Без Глеба она все равно бы не пробилась в большой вокал. Куда уж с ее-то робостью. Скорей бы только кончилась эта ночь, — может быть, опять выпадет какая-нибудь нечаянная радость: девочки удачно сыграют или случится сходить на талантливый спектакль-на работу иногда приносят приличные билеты. Метель вот только бы утихомирилась, тогда и давление уляжется, и сердце перестанет щемить.
Непостижимо крутящиеся снежные вихри, злая поземка — все точно так, как сорок лет назад, словно и не было никаких сорока лет, словно ничего вообще не было. А может, и в самом деле ничего не было и нет? Ни отца с матерью, ни консерватории, ни Глеба с Саней, ни войны, ни музыки… Нет, музыка всегда была, как же без музыки, музыка и сейчас есть-в снежных потоках, в вихрях, в метели.
Тамара Иннокентьевна снова ощутила неясный, настойчивый зов мятущегося, охваченного бурей пространства, словно кто-то позвал ее откуда-то из страшного далека.
Веселая, грозная пляска метели внезапно оборвалась, Тамара Иннокентьевна заставила себя оглянуться: кто-то пристально и тяжело смотрел ей в спину, она зябко поежилась, мистика какая-то, надо выпить снотворное и лечь, решила она, нельзя так распускаться. Все уже давно кончено, все когда-то должно кончиться, еще никто этого не избежал, неизбежность есть неизбежность, и нужно отнестись к ней трезво, как к неизбежности. Но другая, слабая половина ее души запротестовала, незачем было и приходить и ввязываться в эту игру, если тебе уготован такой жалкий исход — в полном одиночестве, если все, что тебе было положено оставить в жизни, так и осталось неизрасходованным и уйдет с тобою.
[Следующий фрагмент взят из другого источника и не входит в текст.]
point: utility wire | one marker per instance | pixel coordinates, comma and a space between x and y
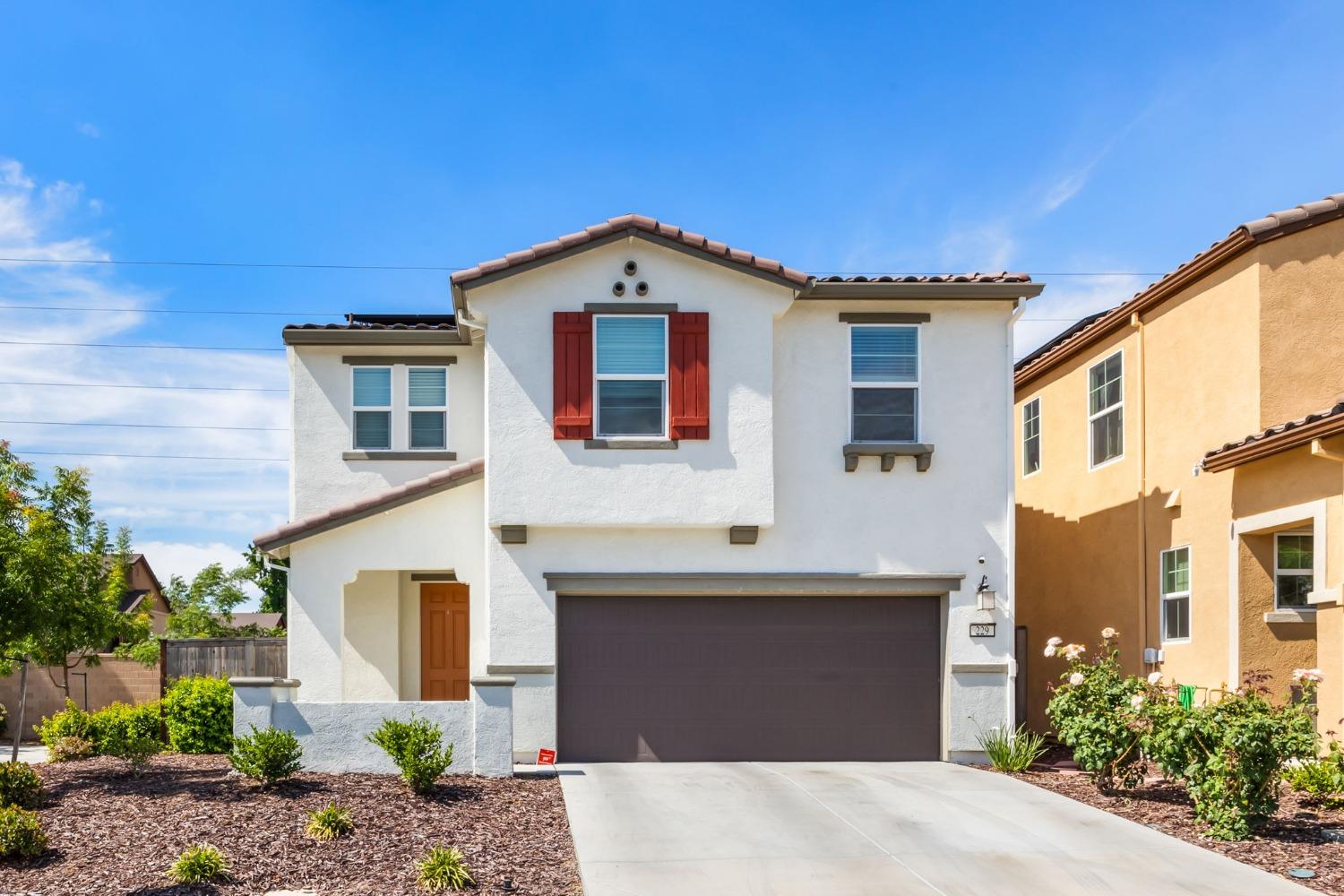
193, 349
153, 426
164, 457
206, 389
Снова с трудом, с усилием вернувшись с зыбкой, уводящей во тьму, в провал тропинки, Тамара Иннокентьевна попыталась уверить себя, что она ни в чем не виновата, раз случилась такая ужасная, беспощадная война и эта война отняла у нее единственное, что составляло счастье и смысл ее жизни, — Глеба. Без Глеба ничто не имело смысла и не о чем было жалеть.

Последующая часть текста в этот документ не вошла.